¿Apto para gobernar? La pregunta que ya no pueden callar
¿Está el presidente en condiciones plenas para ejercer su cargo? la pregunta, que durante meses muchos intentaron desestimar como una exageración política, hoy se ha convertido en una inquietud legítima del país.
Ya no proviene de rumores ni de sus detractores habituales, sino de hechos, comportamientos y advertencias que han obligado a la Comisión de Acusación a considerar un examen toxicológico para el jefe de Estado.
No se trata de un acto de persecución, sino de un asunto de Estado, cuando la estabilidad del presidente entra en duda, la institucionalidad no puede darse el lujo de mirar hacia otro lado.
Si algo ha demostrado este gobierno es su obsesión por minimizar problemas graves, convertirlos en simples anécdotas y blindarse con la etiqueta de “persecución”.
Pero esta vez el libreto no les alcanza. Cuando la Comisión de Acusación estudia la posibilidad de un examen toxicológico al presidente, no lo hace por afán de espectáculo, lo hace porque hay un cúmulo de señales que obligan a superar el terreno político y entrar al terreno institucional.
Y el país tiene derecho y necesidad de saber si su mandatario está en condiciones plenas de ejercer el cargo más exigente del Estado.
Aquí es donde mi postura cobra una relevancia que algunos preferirían evitar, porque no le juega al escándalo ni a la espuma del día, sino al rigor institucional.
Lo he dicho sin rodeos, aunque eso incomode al Gobierno y contradiga su narrativa victimista, cuando existen denuncias formales y dudas sobre la capacidad del presidente para ejercer sus funciones, las instituciones no deben temblar.

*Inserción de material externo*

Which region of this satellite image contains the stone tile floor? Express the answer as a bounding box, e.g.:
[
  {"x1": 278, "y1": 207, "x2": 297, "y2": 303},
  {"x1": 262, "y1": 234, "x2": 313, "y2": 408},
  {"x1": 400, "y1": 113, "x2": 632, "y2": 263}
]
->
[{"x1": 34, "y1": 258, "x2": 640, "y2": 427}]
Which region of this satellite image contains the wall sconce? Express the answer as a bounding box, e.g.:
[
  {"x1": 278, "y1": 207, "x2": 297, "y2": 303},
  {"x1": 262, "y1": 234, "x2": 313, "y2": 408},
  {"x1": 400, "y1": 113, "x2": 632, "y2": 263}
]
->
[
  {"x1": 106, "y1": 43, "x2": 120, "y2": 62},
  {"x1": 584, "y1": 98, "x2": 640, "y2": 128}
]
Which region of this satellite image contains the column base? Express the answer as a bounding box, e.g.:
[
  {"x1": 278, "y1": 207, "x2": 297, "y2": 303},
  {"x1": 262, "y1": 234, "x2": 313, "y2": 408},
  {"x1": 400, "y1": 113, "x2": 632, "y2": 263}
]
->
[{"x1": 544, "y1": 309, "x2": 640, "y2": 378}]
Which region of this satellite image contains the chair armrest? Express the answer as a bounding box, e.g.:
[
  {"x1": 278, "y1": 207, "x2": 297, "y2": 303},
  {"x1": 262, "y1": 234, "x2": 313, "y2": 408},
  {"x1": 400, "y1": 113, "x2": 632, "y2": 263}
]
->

Deben actuar.
Y actuar no es perseguir; actuar es proteger al país. La prudencia institucional no consiste en guardar silencio para no ofender al poder, sino en investigar con seriedad para resguardar el Estado Social de Derecho.

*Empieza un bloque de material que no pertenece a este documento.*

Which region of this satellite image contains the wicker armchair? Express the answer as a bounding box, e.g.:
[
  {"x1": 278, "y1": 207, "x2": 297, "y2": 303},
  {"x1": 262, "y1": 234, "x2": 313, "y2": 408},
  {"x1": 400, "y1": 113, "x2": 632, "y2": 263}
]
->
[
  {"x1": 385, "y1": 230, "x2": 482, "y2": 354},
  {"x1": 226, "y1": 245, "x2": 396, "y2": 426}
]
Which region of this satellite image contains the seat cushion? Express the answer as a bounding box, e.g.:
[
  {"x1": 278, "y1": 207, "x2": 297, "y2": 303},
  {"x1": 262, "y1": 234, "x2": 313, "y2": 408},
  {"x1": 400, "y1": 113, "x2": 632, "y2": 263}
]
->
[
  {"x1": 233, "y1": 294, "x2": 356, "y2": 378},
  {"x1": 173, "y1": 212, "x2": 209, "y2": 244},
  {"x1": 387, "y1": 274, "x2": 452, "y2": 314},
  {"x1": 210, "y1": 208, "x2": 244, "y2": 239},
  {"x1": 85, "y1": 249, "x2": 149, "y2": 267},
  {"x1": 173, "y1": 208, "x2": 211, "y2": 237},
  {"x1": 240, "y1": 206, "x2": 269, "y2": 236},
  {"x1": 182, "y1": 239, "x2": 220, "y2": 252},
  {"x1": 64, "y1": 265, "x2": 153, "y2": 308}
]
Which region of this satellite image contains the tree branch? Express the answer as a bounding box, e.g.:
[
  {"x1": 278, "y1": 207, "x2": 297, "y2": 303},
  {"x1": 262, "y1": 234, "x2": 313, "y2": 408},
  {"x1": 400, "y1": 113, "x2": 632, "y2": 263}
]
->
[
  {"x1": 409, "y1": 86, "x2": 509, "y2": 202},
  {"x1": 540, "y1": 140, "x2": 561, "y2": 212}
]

Guardar silencio por “conveniencia política” sería, en sí mismo, una forma de traición a la República.
Yo no me presto para el teatro. Me niego a aceptar el chantaje emocional que pretende convertir una evaluación técnica en un ataque personal.

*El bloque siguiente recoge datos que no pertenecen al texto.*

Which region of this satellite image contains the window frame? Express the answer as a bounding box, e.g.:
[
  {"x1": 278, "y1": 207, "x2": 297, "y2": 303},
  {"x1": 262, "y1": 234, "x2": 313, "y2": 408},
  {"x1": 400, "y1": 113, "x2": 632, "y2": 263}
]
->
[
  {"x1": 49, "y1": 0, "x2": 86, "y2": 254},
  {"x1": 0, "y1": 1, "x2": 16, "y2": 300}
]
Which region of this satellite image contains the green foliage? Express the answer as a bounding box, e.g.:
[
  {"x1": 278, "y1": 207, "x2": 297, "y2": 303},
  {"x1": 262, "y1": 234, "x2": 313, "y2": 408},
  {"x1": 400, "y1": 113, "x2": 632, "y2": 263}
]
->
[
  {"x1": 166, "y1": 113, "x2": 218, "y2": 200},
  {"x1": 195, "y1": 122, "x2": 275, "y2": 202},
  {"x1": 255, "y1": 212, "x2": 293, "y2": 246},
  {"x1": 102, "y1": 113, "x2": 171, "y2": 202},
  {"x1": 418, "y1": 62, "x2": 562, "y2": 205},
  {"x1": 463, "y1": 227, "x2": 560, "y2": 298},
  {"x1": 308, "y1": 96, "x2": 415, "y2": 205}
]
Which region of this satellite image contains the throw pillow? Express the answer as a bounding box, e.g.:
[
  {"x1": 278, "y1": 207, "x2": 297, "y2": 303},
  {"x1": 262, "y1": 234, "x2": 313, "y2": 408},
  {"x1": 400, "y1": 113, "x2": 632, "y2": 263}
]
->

El país no puede darse el lujo de tener un mandatario bajo sospecha permanente. Eso mina la credibilidad del Estado, fractura el equilibrio del poder y somete a la ciudadanía a una incertidumbre inaceptable.
La institucionalidad debe actuar no para perseguir al presidente, sino para garantizar que la Casa de Nariño no siga siendo un enigma clínico protegido por el discurso político.
La pregunta no es si Petro se siente ofendido por la posibilidad del examen; la pregunta es si Colombia puede seguir gobernada en medio de sospechas que afectan la estabilidad política, la economía, la seguridad y la confianza internacional.
Un presidente bajo una sombra permanente es un riesgo, no un simple problema de imagen. Y este gobierno, en vez de disipar las dudas con transparencia, las ha alimentado con improvisación, contradicciones, apariciones erráticas y silencios que dicen más que cualquier declaración.
Por eso la Corte Suprema tiene en sus manos algo más grande que un trámite judicial. Tiene en sus manos la posibilidad de devolverle al país un principio básico: que la verdad no se negocia, sobre todo cuando se trata del jefe de Estado.
Autorizar la prueba enviaría un mensaje contundente: que en Colombia las instituciones funcionan incluso cuando deben examinar al presidente.
Negarla sin razones jurídicas de peso, en cambio, sería un golpe a la confianza institucional que ya está bastante erosionada.
En este momento, el país necesita certezas. Necesita un fallo que no proteja sensibilidades, sino el equilibrio del poder. Necesita saber que no está siendo gobernado entre rumores, silencios prolongados y explicaciones vagas.
Y si el resultado del examen demuestra que no hay nada que temer, mejor para todos. Pero si revela algo distinto, también será mejor saberlo que seguir fingiendo normalidad.
Porque al final, esto no es sobre Petro. Es sobre Colombia. La hora de la verdad llegó. Y esta vez, las instituciones no pueden fallarle al país.